We hiked down the walls and moseyed back into Old Town where we were told about the town hall building and the pharmacy museum (still an operating pharmacy) across the way. Like any good tour, there were lots of funny stories and jokes told along the way.
I took a peek in the museum then quickly made my way towards Kompressor, a pancake (more like crepe) joint that I was dying to try. These crepes will blow your mind.
I believe it was that evening that I went into the Master’s Courtyard off of Vene near the Town Hall. This little nook features metalwork, jewellery, wool work, and more. I think I hit every shop and spoke with several of the artists, all of whom were delightful.
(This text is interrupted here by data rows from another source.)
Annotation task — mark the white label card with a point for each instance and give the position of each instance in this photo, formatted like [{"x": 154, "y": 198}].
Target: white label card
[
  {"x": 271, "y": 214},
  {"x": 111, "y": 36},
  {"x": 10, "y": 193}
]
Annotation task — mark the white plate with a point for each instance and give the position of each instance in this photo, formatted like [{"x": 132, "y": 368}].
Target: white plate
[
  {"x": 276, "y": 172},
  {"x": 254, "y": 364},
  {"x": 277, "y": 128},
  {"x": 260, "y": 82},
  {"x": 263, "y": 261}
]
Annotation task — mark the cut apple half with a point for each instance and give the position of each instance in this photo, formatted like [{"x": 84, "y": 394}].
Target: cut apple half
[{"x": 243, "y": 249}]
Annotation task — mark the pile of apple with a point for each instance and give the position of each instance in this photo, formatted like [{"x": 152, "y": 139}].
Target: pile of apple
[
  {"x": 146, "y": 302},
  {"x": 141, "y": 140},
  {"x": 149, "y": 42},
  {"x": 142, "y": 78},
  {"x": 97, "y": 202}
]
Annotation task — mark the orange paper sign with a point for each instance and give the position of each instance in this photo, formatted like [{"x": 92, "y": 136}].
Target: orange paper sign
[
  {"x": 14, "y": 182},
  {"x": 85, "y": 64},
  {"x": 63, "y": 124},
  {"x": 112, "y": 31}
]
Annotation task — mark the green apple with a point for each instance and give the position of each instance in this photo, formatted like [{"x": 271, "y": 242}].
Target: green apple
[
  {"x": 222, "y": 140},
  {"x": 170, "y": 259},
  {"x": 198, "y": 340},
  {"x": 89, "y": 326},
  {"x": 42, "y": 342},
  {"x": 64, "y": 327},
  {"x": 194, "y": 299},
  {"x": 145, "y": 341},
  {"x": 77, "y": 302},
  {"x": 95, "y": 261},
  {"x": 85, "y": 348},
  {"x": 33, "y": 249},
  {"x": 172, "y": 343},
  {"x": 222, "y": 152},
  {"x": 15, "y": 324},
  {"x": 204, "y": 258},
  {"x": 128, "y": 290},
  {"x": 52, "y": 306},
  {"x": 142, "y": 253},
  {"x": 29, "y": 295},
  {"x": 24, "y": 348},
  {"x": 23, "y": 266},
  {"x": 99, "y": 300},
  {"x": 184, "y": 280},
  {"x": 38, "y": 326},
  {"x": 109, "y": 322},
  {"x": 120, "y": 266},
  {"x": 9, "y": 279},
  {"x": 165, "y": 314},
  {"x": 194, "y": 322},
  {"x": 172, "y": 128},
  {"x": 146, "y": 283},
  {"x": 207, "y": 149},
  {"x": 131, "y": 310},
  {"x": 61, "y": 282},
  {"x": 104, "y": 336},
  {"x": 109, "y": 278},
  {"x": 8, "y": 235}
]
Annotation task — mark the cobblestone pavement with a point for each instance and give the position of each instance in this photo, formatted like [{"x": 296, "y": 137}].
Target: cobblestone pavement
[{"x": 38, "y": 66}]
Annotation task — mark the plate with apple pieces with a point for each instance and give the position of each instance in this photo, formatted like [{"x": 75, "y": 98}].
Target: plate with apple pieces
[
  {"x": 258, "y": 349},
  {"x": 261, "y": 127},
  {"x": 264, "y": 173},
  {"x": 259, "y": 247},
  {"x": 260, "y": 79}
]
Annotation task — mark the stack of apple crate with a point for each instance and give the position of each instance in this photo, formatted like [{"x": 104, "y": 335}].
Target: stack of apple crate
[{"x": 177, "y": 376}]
Despite the cold and the rain, I continued to roam around only to retrace most of the tour’s steps. Had I been following the map during the tour that morning, I would have realized that I’d already been to the viewpoints I was hunting down.
On day two, I made my way to the Telliskivi Creative City. There are lots of good finds inside, but it was pricier than I expected. Then again, that’s most hipster areas… In addition to shops, there are several restaurants. If you’re with someone that is keen to shop, you could certainly kill some time here.
Just north is the Seaplane Harbour Maritime Museum. This was a welcome break from the cold. There is an outstanding collection of historical boats from across the Baltic and Scandinavian region. There was also a neat exhibit on Viking culture at the time.
Afterwards, I walked over to Linnahall. You can only get to the top by following the center stairs, so don’t enter from the side if you want to sit on the roof. This was built by the Soviets for the Olympics. Boats can dock to it, but I don’t believe the interior is currently used for anything. The exterior serves as a canvas for graffiti artists.
After another crepe at Kompressor, I met up with a friend of a friend. She walked me over to Kadriorg Park, the Presidential Palace, the Russalka monument, and then I dipped my toe in the Baltic Sea. The park is lovely. There is a fountain with a gazebo in the middle. Further into the park is a “Japenese” garden.
Back in town, we stopped at the Town Hall where you can enjoy medieval atmosphere and some delicious soup. Not far from Town Hall is a big beer house, the Tallinn version of the Hofbrauhaus. The interior is of similar decor and there is live music and dancing. It screams tourist trap, but it’s cheesy and fun.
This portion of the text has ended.